Thursday, April 05, 2007

LA POSSESSION DE L'ORACLE



Au début des années soixante-dix, une jeune mère ne se consolait pas du décès de son garçon, emporté par une leucémie à l’âge de six ans. Elle entreprit un périple initiatique à travers la France pour trouver une personne connaissant les mystères de l’au-delà et communiquant avec les mânes des défunts. Elle arriva chez Madame Bercou, médium de Châtel-Guyon dans le Puy de Dôme.

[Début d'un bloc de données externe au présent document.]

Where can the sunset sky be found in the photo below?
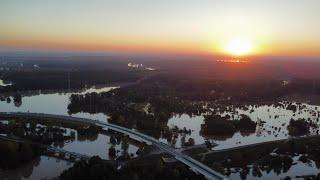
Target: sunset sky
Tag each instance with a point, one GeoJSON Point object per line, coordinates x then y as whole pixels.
{"type": "Point", "coordinates": [236, 27]}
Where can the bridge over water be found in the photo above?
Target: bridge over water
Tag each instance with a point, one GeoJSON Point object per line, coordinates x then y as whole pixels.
{"type": "Point", "coordinates": [196, 166]}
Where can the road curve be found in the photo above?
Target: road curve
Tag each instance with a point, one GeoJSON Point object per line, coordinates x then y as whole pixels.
{"type": "Point", "coordinates": [196, 166]}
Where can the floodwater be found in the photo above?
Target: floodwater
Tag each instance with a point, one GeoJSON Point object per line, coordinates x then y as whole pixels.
{"type": "Point", "coordinates": [42, 168]}
{"type": "Point", "coordinates": [275, 127]}
{"type": "Point", "coordinates": [275, 118]}
{"type": "Point", "coordinates": [4, 84]}
{"type": "Point", "coordinates": [55, 103]}
{"type": "Point", "coordinates": [298, 169]}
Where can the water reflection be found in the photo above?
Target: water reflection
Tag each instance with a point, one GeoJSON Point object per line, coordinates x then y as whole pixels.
{"type": "Point", "coordinates": [2, 83]}
{"type": "Point", "coordinates": [54, 103]}
{"type": "Point", "coordinates": [43, 167]}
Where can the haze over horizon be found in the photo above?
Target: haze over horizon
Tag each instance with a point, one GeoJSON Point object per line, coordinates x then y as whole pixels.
{"type": "Point", "coordinates": [236, 28]}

Le physique de Madame Bercou rappelait celui de Madame Blavatsky, la fondatrice de la Société Théosophique. La médium n’était pas une mystique frêle et éthérée. Au contraire, solide et réaliste, elle vivait de sa plume et ses conférences attiraient un public éclairé de curistes de la ville thermale. Egalement connue des spiritualistes parisiens, Madame Bercou avait ses entrées dans des coteries raffinées de la capitale où se perpétuait un spiritualisme scientiste un peu vieille France. Victor Hugo avec sa passion des tables tournantes était moins apprécié que le professeur Charles Richet, Gabriel Delanne, Olivier Lodge, le colonel de Rochas, le docteur Geley... Madame Bercou fut une véritable initiatrice et une consolatrice pour la jeune femme qui s’intégra rapidement dans le milieu du spiritisme parisien. Pour Jean-Louis Bernard, le spiritisme "était une sorte de pythagorisme du pauvre, consolateur puisqu'il admettait survie et réincarnation".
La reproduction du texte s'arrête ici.